Code: https://github.com/RUCAIBox/SimpleDeepSearcher

Model description

SimpleDeepSearcher addresses critical limitations in existing retrieval-augmented generation (RAG) systems for complex deep search scenarios. It tackles the lack of high-quality training trajectories and the distributional mismatches in simulated environments, as well as prohibitive computational costs.

This framework strategically engineers data by synthesizing high-quality training data, simulating realistic user interactions in live web search environments. This is coupled with a multi-criteria curation strategy that optimizes the diversity and quality of both input and output. Experiments on five benchmarks demonstrate that supervised fine-tuning (SFT) on only 871 curated samples yields significant improvements over RL-based baselines.

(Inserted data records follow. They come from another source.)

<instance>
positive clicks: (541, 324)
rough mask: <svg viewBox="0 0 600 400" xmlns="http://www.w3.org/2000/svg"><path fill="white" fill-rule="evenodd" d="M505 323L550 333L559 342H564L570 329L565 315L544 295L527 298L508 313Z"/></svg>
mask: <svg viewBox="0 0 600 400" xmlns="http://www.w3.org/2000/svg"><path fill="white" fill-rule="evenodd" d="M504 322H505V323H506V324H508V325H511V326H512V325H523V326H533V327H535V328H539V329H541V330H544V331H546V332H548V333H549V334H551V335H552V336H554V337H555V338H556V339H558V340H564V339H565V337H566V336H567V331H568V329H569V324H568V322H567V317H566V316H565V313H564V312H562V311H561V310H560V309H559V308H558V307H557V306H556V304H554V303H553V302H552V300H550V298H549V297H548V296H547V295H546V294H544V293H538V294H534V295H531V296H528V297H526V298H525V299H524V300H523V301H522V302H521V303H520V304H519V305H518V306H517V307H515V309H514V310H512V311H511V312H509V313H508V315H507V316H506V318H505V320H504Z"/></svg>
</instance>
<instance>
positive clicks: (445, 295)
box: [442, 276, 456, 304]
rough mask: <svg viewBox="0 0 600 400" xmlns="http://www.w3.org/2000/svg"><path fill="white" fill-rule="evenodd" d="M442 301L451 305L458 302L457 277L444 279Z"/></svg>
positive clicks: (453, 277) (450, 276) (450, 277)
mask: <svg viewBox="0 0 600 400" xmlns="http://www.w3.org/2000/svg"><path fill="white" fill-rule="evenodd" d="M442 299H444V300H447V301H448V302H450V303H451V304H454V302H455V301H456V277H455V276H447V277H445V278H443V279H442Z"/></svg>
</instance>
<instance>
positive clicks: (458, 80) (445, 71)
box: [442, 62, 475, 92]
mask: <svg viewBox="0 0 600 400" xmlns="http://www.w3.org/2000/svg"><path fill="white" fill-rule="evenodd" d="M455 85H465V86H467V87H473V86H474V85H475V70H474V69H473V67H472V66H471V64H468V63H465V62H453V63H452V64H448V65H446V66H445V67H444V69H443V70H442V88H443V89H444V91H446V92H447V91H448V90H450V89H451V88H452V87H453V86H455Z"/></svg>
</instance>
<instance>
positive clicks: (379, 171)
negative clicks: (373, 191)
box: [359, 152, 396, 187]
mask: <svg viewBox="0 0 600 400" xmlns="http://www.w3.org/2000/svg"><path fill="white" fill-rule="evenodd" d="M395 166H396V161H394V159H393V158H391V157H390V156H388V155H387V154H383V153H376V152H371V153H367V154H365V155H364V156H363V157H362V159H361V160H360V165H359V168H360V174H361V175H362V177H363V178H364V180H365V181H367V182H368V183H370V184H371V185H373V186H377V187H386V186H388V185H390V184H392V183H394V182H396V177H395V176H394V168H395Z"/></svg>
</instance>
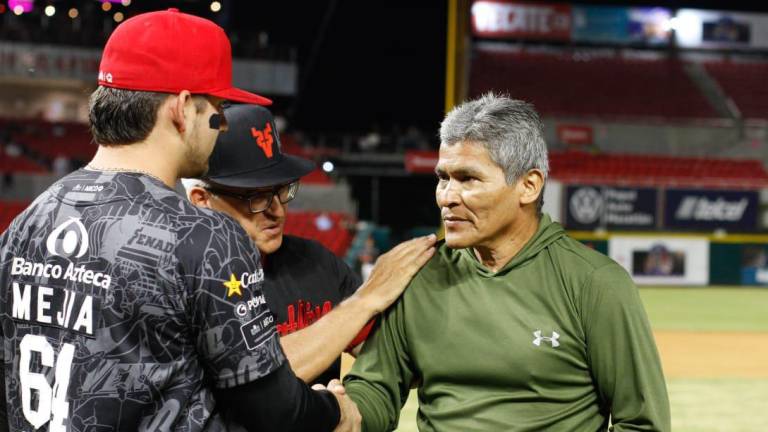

Online-Searcher-QwQ-32B is a 32B model, likely based on a Qwen2 backbone as indicated in its config.json, fine-tuned within this SimpleDeepSearcher framework. Our work establishes SFT as a viable pathway by systematically addressing the data-scarce bottleneck, offering practical insights for efficient deep search systems.

SimpleDeepSearcher Logo

Key Contributions

  • A real web-based data synthesis framework that simulates realistic user search behaviors, generating multi-turn reasoning and search trajectories.
  • A multi-criteria data curation strategy that jointly optimizes both input question selection and output response filtering through orthogonal filtering dimensions.
  • Experimental results demonstrate that SFT on only 871 samples enables SimpleDeepSearcher to outperform strong baselines (especially RL-based baselines) on both in-domain and out-of-domain benchmarks.

Overall Performance

Overall Performance

Framework Overview

Framework Overview

Intended uses & limitations

This model is primarily intended for research and development in areas related to deep information seeking, web-powered reasoning, retrieval-augmented generation (RAG) systems, and multi-step complex reasoning tasks. It is designed to be a lightweight yet effective solution for scenarios requiring iterative information retrieval from the web.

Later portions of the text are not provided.